XQuery loop conditions - xquery

I have a XML file that follows this DTD structure.
<!DOCTYPE report [
<!ELEMENT report (title,section+)>
<!ELEMENT section (title,body?,section*)>
<!ELEMENT title (#PCDATA)>
<!ELEMENT body (para+)>
<!ELEMENT para(#PCDATA)>
<!ATTLIST book version CDATA #REQUIRED>
<!ATTLIST section number ID CDATA #REQUIRED>
]>
And I want to query the following two things using XQuery.
1. Get all titles that appear at least twice (two sections with same title).
for $x in /report/section/
for $y in /report/section/
where $x/#title = $y/#title
return $x/#title
2. Get the number and titles of all sections with at least 10 paragraphs in the body or 5 nested sections.
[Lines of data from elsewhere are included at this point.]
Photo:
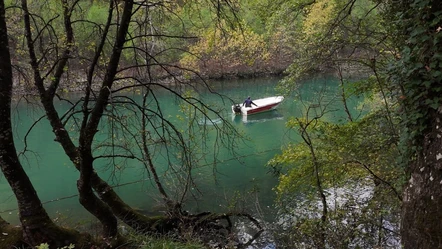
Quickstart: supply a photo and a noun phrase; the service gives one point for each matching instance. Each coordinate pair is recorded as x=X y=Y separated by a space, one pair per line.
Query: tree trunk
x=37 y=226
x=422 y=202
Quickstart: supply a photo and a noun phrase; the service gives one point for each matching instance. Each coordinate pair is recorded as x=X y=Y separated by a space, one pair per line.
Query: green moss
x=11 y=237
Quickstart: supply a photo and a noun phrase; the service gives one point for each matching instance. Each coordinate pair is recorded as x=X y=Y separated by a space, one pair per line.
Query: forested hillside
x=369 y=181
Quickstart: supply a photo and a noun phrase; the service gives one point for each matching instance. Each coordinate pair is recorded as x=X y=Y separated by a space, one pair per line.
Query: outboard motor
x=237 y=109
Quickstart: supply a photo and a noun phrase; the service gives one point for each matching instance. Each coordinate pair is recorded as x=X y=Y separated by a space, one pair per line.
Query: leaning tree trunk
x=422 y=202
x=419 y=73
x=37 y=225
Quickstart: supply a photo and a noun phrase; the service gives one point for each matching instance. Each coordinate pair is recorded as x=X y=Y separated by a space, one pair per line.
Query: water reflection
x=257 y=118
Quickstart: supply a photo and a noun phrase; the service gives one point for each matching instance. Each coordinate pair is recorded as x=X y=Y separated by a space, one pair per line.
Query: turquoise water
x=240 y=180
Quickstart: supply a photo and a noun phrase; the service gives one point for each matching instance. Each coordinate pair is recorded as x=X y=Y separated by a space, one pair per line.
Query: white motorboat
x=262 y=105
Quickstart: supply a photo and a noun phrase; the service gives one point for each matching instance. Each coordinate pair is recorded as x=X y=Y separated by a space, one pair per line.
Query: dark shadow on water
x=257 y=118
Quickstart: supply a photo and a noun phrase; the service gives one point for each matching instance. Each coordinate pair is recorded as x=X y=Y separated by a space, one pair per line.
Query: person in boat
x=248 y=102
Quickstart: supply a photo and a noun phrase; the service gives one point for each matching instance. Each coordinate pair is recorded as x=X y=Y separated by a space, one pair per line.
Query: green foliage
x=418 y=70
x=227 y=51
x=46 y=246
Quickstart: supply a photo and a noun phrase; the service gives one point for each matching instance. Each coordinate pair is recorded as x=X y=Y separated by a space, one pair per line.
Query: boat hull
x=263 y=105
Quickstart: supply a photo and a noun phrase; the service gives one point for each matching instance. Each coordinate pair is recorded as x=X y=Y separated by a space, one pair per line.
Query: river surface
x=243 y=181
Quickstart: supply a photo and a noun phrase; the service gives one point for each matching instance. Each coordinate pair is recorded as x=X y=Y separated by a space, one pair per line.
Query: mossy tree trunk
x=419 y=73
x=36 y=224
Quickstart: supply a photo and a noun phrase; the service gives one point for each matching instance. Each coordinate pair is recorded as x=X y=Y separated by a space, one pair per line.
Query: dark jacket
x=248 y=103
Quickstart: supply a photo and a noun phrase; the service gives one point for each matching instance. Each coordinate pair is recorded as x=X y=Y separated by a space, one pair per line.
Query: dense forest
x=370 y=181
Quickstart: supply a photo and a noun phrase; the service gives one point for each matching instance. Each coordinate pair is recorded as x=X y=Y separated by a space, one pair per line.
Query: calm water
x=244 y=179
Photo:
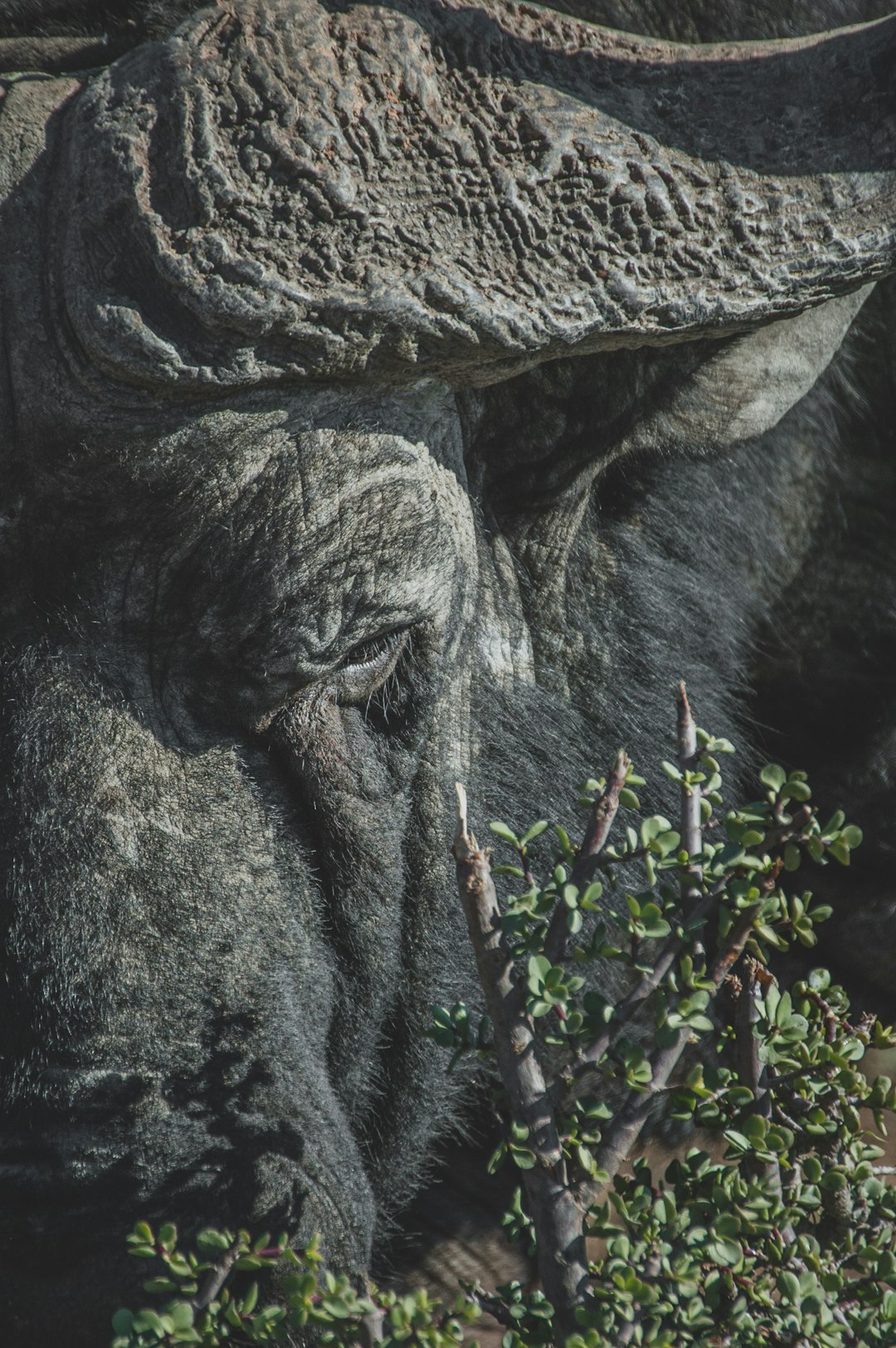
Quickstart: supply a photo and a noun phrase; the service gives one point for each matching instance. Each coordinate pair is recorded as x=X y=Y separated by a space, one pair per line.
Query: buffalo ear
x=552 y=432
x=745 y=387
x=26 y=107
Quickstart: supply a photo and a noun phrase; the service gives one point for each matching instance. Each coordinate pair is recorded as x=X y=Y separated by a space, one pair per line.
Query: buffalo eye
x=367 y=669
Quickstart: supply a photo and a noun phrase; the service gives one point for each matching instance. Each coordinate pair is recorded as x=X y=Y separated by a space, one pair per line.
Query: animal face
x=392 y=395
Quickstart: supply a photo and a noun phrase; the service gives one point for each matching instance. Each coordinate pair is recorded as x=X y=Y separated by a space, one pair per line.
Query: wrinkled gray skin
x=388 y=397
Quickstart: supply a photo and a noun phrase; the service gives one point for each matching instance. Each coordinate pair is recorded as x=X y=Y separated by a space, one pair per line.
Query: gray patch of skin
x=256 y=626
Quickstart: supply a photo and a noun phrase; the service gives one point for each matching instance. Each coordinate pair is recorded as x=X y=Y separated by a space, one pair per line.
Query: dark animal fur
x=213 y=985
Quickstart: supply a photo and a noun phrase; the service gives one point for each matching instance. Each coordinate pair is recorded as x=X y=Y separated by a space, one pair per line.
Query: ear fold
x=26 y=105
x=745 y=387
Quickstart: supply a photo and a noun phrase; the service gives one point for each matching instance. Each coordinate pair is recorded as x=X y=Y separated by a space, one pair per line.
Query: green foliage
x=209 y=1297
x=787 y=1238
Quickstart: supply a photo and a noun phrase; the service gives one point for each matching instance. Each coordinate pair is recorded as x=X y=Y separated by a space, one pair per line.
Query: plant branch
x=627 y=1126
x=691 y=825
x=600 y=823
x=555 y=1212
x=647 y=984
x=216 y=1277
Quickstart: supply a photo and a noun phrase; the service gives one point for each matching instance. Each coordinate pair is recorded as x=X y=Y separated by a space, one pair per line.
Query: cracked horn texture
x=309 y=189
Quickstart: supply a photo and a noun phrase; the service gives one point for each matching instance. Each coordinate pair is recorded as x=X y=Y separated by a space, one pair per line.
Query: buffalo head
x=371 y=384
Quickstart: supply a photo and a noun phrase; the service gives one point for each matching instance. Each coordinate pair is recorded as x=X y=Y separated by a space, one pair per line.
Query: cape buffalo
x=394 y=394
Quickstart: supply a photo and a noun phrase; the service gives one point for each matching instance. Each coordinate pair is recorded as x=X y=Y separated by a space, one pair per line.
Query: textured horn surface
x=328 y=190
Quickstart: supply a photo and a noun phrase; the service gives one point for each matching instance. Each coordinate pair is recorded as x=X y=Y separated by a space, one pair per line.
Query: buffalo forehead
x=294 y=189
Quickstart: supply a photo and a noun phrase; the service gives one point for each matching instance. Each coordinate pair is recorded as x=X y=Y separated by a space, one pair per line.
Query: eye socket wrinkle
x=368 y=667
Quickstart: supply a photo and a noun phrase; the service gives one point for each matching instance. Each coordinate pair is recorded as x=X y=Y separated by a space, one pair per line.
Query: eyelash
x=377 y=658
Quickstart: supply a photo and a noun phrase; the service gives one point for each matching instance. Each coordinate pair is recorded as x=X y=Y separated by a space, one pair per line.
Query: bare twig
x=647 y=984
x=601 y=821
x=555 y=1211
x=628 y=1125
x=216 y=1277
x=596 y=835
x=371 y=1328
x=751 y=1069
x=691 y=827
x=627 y=1332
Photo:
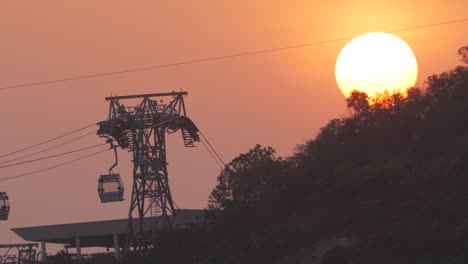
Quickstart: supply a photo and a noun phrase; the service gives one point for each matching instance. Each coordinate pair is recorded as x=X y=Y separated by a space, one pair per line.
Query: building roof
x=98 y=233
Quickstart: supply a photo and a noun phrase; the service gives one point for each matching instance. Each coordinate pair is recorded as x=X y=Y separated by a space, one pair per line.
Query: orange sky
x=278 y=99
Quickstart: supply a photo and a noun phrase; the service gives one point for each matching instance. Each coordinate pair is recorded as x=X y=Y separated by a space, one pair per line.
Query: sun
x=374 y=63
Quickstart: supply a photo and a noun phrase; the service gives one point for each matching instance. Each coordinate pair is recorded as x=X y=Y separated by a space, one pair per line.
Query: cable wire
x=53 y=167
x=212 y=148
x=211 y=154
x=52 y=156
x=216 y=58
x=47 y=141
x=47 y=149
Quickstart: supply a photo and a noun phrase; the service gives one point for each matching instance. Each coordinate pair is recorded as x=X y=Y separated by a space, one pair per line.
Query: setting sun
x=374 y=63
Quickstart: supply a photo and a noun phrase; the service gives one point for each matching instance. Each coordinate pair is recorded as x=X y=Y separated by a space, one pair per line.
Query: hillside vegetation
x=392 y=177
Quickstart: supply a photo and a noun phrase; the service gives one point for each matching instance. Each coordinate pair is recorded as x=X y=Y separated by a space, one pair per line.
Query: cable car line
x=47 y=149
x=52 y=156
x=211 y=146
x=47 y=141
x=211 y=154
x=53 y=167
x=242 y=54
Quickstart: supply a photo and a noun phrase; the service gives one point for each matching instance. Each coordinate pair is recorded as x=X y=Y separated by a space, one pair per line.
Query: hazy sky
x=279 y=99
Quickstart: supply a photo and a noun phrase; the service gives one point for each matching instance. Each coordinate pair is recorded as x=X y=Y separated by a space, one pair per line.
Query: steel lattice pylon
x=141 y=129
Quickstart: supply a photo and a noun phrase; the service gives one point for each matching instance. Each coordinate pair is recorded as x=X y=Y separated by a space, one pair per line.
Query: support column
x=78 y=247
x=43 y=251
x=116 y=246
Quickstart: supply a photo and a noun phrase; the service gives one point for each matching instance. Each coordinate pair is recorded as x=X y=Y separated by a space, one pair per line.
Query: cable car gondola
x=4 y=206
x=110 y=188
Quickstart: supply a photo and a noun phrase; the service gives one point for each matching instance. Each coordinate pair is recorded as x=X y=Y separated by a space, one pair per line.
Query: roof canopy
x=99 y=233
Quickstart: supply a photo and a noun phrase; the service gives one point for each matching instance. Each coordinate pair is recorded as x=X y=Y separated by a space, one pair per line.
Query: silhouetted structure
x=141 y=129
x=4 y=206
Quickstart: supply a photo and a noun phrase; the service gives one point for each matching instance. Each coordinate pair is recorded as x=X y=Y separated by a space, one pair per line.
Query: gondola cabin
x=110 y=188
x=4 y=206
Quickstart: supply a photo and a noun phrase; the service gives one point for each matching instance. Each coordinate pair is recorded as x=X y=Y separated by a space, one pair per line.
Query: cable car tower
x=141 y=129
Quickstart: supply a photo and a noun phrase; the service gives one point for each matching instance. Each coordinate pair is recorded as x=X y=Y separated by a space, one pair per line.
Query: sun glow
x=375 y=63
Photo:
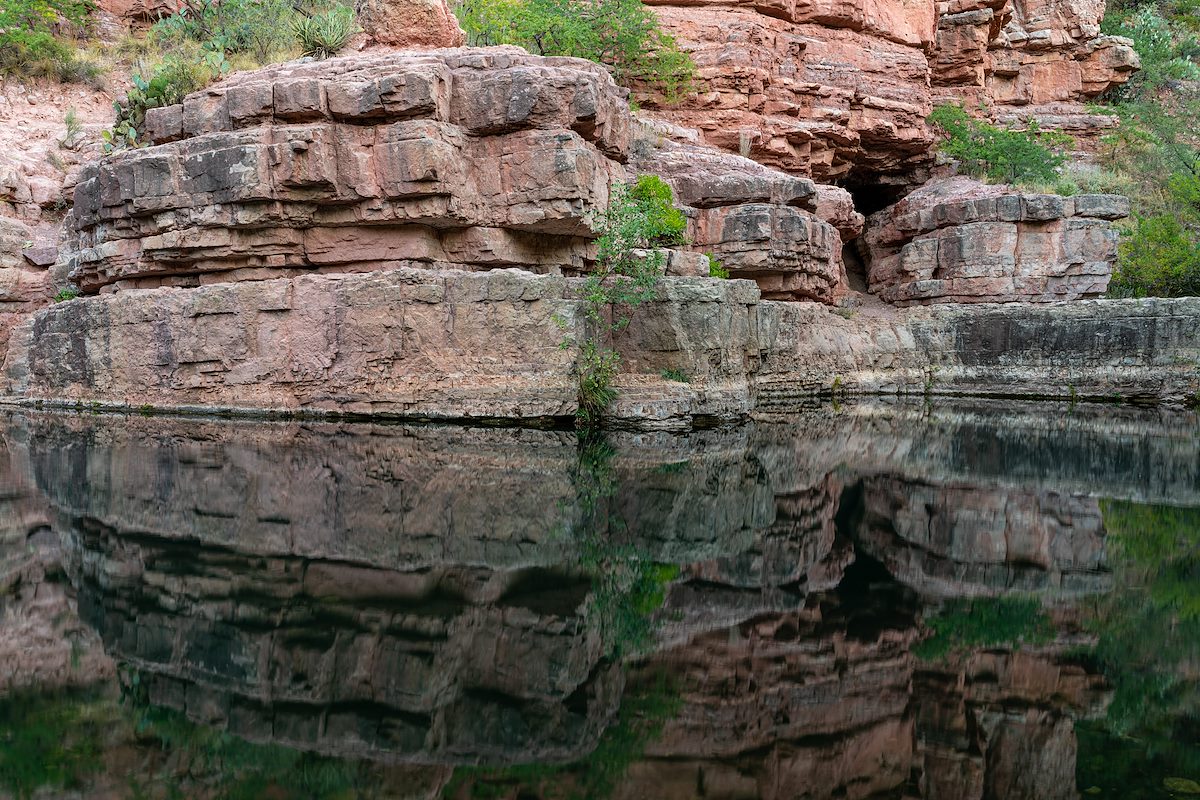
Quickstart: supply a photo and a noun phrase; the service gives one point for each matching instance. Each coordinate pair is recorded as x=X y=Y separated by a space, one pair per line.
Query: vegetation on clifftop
x=641 y=218
x=209 y=38
x=1000 y=155
x=39 y=38
x=623 y=35
x=1156 y=152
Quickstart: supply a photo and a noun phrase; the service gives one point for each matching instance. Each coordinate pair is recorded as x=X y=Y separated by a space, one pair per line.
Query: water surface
x=971 y=600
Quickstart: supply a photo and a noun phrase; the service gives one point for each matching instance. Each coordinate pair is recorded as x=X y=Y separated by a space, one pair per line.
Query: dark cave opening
x=871 y=194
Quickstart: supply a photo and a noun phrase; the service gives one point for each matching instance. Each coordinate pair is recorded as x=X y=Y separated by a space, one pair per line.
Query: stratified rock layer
x=504 y=344
x=473 y=158
x=963 y=241
x=1030 y=60
x=839 y=91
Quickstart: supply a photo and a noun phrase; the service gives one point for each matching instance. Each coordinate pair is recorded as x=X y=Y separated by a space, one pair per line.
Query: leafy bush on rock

for $x in /report/section/
where $x/para >= 10 or count(/section) > 10
return <large>$x/number $x/title</large>
But my queries don't seem to be correct. I am a beginner with XQuery OR XPath, could someone tell me how to fix my queries?
Edit: Sample XML
<?xml version="1.0" encoding="UTF-8"?>
<report version = '1'>
<title>Harry Potter</title>
<section number = '1'>
<title>sec1</title>
<body>
<para>1</para>
<para>2</para>
<para>3</para>
<para>4</para>
<para>5</para>
<para>6</para>
<para>7</para>
<para>8</para>
<para>9</para>
<para>10</para>
<para>11</para>
</body>
</section>
<section number = '2'>
<title>sec2</title>
<body><para>test</para></body>
<section number = '2.1'>
<title>sec21</title>
<body>
<para>test</para>
<para>test</para>
<para>test</para>
<para>test</para>
<para>test</para>
<para>test</para>
<para>test</para>
<para>test</para>
<para>test</para>
<para>test</para>
<para>test</para>
</body>
</section>
<section number = '2.2'>
<title>sec21</title>
<body><para>test</para></body>
</section>
<section number = '2.3'>
<title>sec23</title>
<body><para>test</para></body>
</section>
<section number = '2.4'>
<title>sec24</title>
<body><para>test</para></body>
</section>
<section number = '2.5'>
<title>sec25</title>
<body><para>test</para></body>
</section>
<section number = '2.6'>
<title>sec1</title>
<body><para>test</para></body>
</section>
</section>
</report>

In your first example, there are two problems. First off, you are not getting the nested sections, because you are only iterating over the section elements that are direct children of the report element. Secondly, you are using two loops over the same content. It is possible for both $x and $y to be the same element, so the where condition will match at least once for each section. I would write it like this:
for $x in distinct-values(/report//section/title)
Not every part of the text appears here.